Education and Outreach

This week the Education and Outreach Officer continued scheduling and planning video outreach events with schools in the USA, Italy, and China. An event with an Italian university was organized with the participation of one of the Co-Chief Scientists. Filming of short interviews with scientists was initiated. In addition, a multilingual activity involving several shipboard scientists was organized with a school group from Florida that sent styrofoam cups which the children decorated. These cups made a trip to 3758 m below sea level—just above the seafloor—on the subsea camera system while we drilled in the casing at Hole U1499B.

Technical Support and HSE Activities

Laboratory Activities

  • Assembled dual G guns for upcoming check shot with VSI logging tool.
  • Gave Protected Species training to new Marine Laboratory Specialists.
  • See Developers section for additional laboratory issues.

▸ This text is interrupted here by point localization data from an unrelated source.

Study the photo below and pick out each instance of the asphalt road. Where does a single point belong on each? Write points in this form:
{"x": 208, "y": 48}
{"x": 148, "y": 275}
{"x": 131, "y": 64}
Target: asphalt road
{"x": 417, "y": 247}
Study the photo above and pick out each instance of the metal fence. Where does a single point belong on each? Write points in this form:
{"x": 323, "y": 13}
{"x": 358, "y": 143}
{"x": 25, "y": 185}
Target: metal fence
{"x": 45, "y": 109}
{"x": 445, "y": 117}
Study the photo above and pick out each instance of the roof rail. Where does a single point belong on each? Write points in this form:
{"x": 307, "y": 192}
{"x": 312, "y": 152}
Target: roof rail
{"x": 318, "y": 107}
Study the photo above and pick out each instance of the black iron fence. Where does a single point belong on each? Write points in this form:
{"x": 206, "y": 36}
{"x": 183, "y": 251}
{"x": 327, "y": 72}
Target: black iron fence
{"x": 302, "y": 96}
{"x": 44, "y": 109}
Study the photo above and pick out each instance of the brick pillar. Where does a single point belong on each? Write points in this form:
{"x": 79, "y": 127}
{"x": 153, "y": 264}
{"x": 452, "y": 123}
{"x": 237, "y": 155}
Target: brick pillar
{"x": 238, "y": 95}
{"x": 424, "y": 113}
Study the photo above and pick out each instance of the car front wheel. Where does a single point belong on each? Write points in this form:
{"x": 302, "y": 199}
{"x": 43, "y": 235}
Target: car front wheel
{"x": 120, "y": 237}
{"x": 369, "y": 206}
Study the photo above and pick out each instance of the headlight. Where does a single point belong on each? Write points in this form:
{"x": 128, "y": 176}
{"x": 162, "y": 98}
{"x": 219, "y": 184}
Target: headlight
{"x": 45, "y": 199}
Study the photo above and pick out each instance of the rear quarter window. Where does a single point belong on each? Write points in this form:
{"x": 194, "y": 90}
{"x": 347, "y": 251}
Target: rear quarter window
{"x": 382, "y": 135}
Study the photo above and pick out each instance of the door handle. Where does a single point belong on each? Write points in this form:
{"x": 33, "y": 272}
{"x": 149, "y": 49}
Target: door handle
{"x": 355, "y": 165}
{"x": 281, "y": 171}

Application Developer Activities

  • Failure of the nonresponsive NGR sensor was isolated to the PMT. Repair targeted for Expedition 368 port call.
  • New revision of SampleMaster was distributed.
  • MagIC consortium provided updates to PmagPy (Python-based) utilities for reviewing and managing paleomagnetics data. Includes an updated tool to take LORE SRM data into the MagIC data formats.
  • Continued remote participation with scoping of GeoDESC and Coulometer projects.

HSE Activities

  • Eye wash and safety showers were tested.